I expect this question has been asked before but I’ve not been able to find a similar answer whilst digging through the forums and would like some advice before I go diving in to code.

I have an application in C++ using a library called Eigen to mimic the functionality provided by MatLab. I have a matrix expression similar to the form:

X = exp{ [ (a + A) * (b + B) ] ^ 2 }

Where uppercase are matrices and lowercase maybe scalars, vectors or matrices of compatible dimensions and the dimensions themselves may be large i.e. > 1000.

In a single threaded application I might write a function delegate to calculate a particular element of X and then iterate through each element of X to produce a result. But of course this is quite a chore of a large code-base with multiple formulas like the above.

In Eigen I can compose multiple matrix-matrix operations in a single expression and the library will lazily evaluate the result for me (in a similar way to LINQ), only when the result is needed. Reducing the number of temporary objects and the number of iterations to calculate X:
https://eigen.tuxfamily.org/dox/TopicLazyEvaluation.html

With which the code for my expression would be:

MatrixXd X = ( (a + A) * (b + B) * (a + A) * (b + B) ).exp();

If I now want to use the GPU, I assume I must use cuBLAS and multiple calls to gemm() to calculate the product and then the square whilst the addition and exponent operations I must handle myself separately. But this sounds highly inefficient as I am asking the GPU to run maybe 5 separate kernels whilst creating a large number of temporary intermediate matrices.

So what is best practice in this scenario or am I worrying about nothing?
Is there a way to use cuBLAS such that I only need to make one call to the GPU for a complex expression such as mine?
Should I take a similar approach to the single threaded application, i.e. ignore cuBLAS and calculate each element of X on a separate thread using my own function?

As I understand it, batching with gemmBatched() is not the answer as I’m not multiplying one array of matrices against another.

Thanks in advance.

no, generally there is not. For some specific expressions, there might be a “single call” cublas equivalent but you can pretty much figure that out yourself by reading what is available in the cublas manual.

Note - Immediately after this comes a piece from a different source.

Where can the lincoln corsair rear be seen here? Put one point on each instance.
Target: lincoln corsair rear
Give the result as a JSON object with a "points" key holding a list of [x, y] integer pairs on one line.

CUBLAS is (mostly) a fairly straightforward implementation of a BLAS library. There are many BLAS implementations, so you could simply search for an answer for your question that would use a standard BLAS implementation. Once you have that, conversion to CUBLAS should be trivial.

But I don’t think you’ll find anyone saying you can do what you want with a single BLAS call either.

Rather than worry about whether such a thing can be done in a single call or not, I would just code up a comparative benchmark and see how BLAS/CUBLAS performs against Eigen or Matlab. I would expect both Eigen and Matlab may make use of underlying BLAS libraries.